A fig tree had shed its soft green fruit onto the pavement next to an old black 1970s Chevrolet. Across the street, a prehistoric-looking bakery had laid that morning’s flatbreads out on carpets unfurled on the cobbles. A retro Volkswagen Beetle trundled one way, a man on a motorbike went the other, and two little boys emerged from the scene carrying the family’s daily bread on their heads, the packets flapping over their ears like deer stalker hats.
On the tiny Hatab Square there was a fishmonger rubbing spices into the scored flesh of a huge fish, while a mother, her young son and a big black cat looked on. Jdeideh was just waking up.
Al Jdeideh is the Christian Quarter. It was built in the 16th century but, since Aleppo is older than God’s godparents, it qualifies as the New City.
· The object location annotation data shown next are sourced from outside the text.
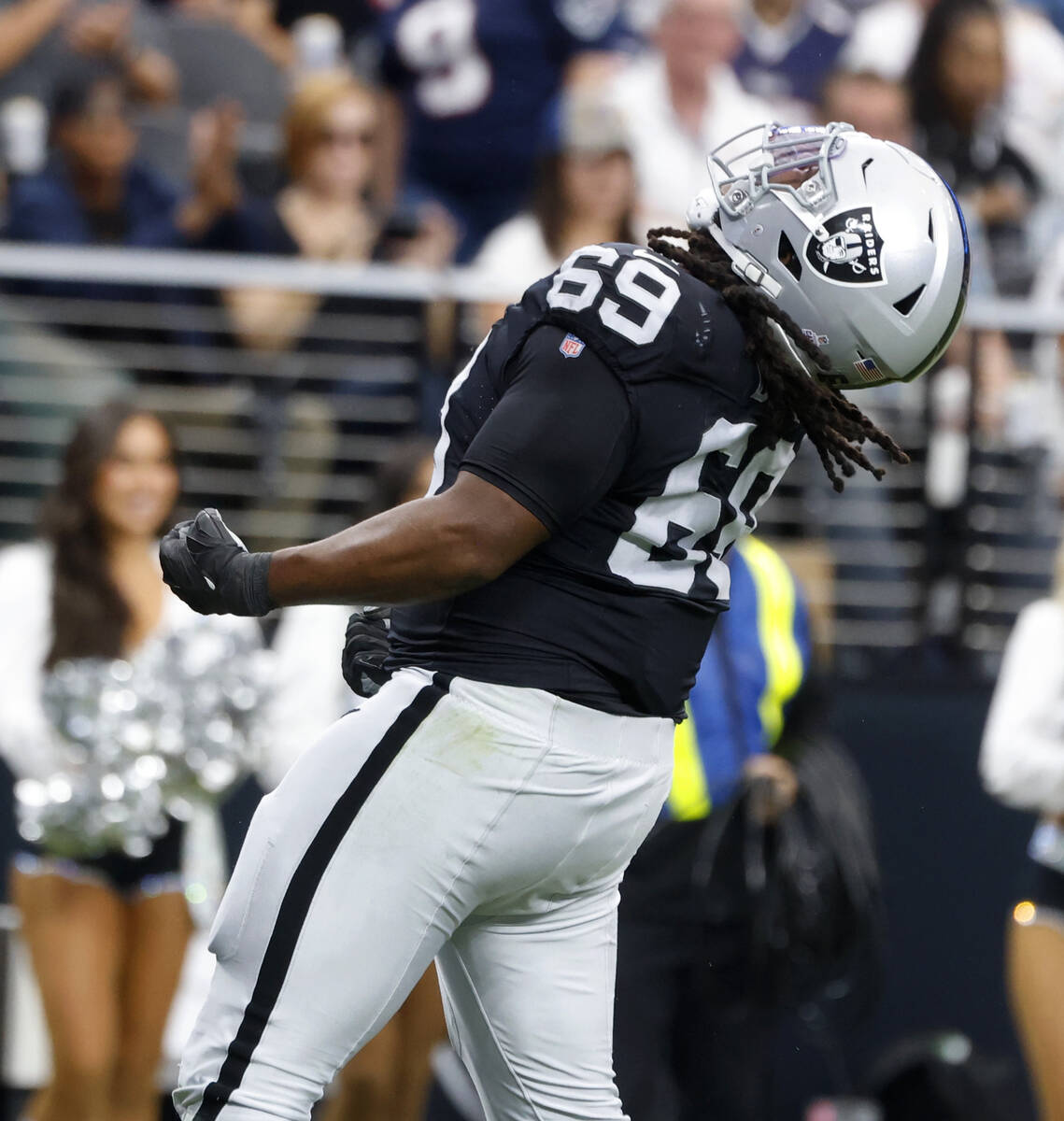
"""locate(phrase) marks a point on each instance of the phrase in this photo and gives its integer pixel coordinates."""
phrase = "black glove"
(364, 650)
(208, 566)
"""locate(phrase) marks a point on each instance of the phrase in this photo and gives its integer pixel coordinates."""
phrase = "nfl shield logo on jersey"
(572, 347)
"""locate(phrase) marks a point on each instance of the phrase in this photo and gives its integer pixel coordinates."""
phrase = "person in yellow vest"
(688, 1042)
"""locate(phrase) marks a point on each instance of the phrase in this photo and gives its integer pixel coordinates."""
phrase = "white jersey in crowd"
(514, 256)
(885, 38)
(670, 161)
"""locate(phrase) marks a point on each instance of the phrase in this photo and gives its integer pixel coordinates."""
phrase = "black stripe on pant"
(297, 900)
It’s home to a mixed community of Maronite Christians, Greek Christians, Armenian orthodox Christians and no doubt one or two lapsed Christians. Churches great and small can be found among the grand merchant’s houses, which line narrow cobbled lanes.
The passageways and alleys are full of lanterns, gabled first-floor windows, wooden shutters and strangled electricity cables. If the scarred stone walls could tell tales, it would take a million and one nights to tell them all.
There are merchants’ houses that have been converted into inns catering to the growing trickle of tourists. Their courtyard restaurants occupy serene spaces decorated with orientalist tat, dark wood carvings, wrought-iron bannisters and ivy creeping across pale walls.
At Beit Sissi (Sissi House) I had muhammara, a very spicy red pepper dip garnished with walnuts and cucumber, drenched in sweet pomegranate molasses.
The fattoush salad, feistily sprinkled with lemon juice and sumac, offered shards of crispy fried bread to scoop up the dip.
A flatbread’s flip from Sissi was Zmorod. There I ordered what is perhaps the definitive Aleppian dish, the ultimate product of the region’s fertile land and mercantile history: kabab bil karaz, the famous cherry kebab. Rounded nuggets of minced lamb had been cooked on skewers to a state of succulence and slathered in a gooey slick of dark red cherry sauce.
These were the locally grown wishna cherries that were just coming into season, like the ones I’d seen at the souk. It was a test for the palate, a sortie of flavours bombarding the taste buds with sweet and sour, before strafing it with spice. It was intense.
I upgraded from vinegary Syrian wine to arak, cloudily diluted with water. Its muted aniseed notes cut through the sweet and sour of the cherry kebab, and balanced the tart acidity of the accompanying fattoush. It played a similar palate-adjusting role to sake in Japanese cuisine, but, thankfully, it’s much cheaper to buy the good stuff.
I wandered into the Armenian quarter, which had flourished with refugees who had fled their homeland during the early 20th century genocide perpetrated by the Ottomans. At Kasr Al Wali, I was keen to see how Armenians had shaped Aleppo’s tastes. The basturma offered heavenly slices of cured meat, a blush of crimson flesh that intensified to a deep purple close to its spice-encrusted edge. I had yalanji, cold stuffed vine leaves folded into neat triangular parcels, and sojouk or spiced sausage meat rolled in flatbread. But when it came to the main course, I wanted to go off-menu.
“Do you like chicken?” asked the young waiter. “I have Armenian speciality. Not for restaurant but for house. Home cooking. Traditional. One hundred percent Armenian.”
The plate arrived with a mound of chicken pieces, peppers, mushrooms, sweetcorn and onion in a thick tomato sauce. It was accompanied by French fries and sauteed vegetables, and showered with grated parmesan.
“What’s it called?” I asked.
“Chicken Mexicana,” replied the waiter with a shrug. It was heartening to know that, in spite of their blighted past, the Armenians still liked a laugh.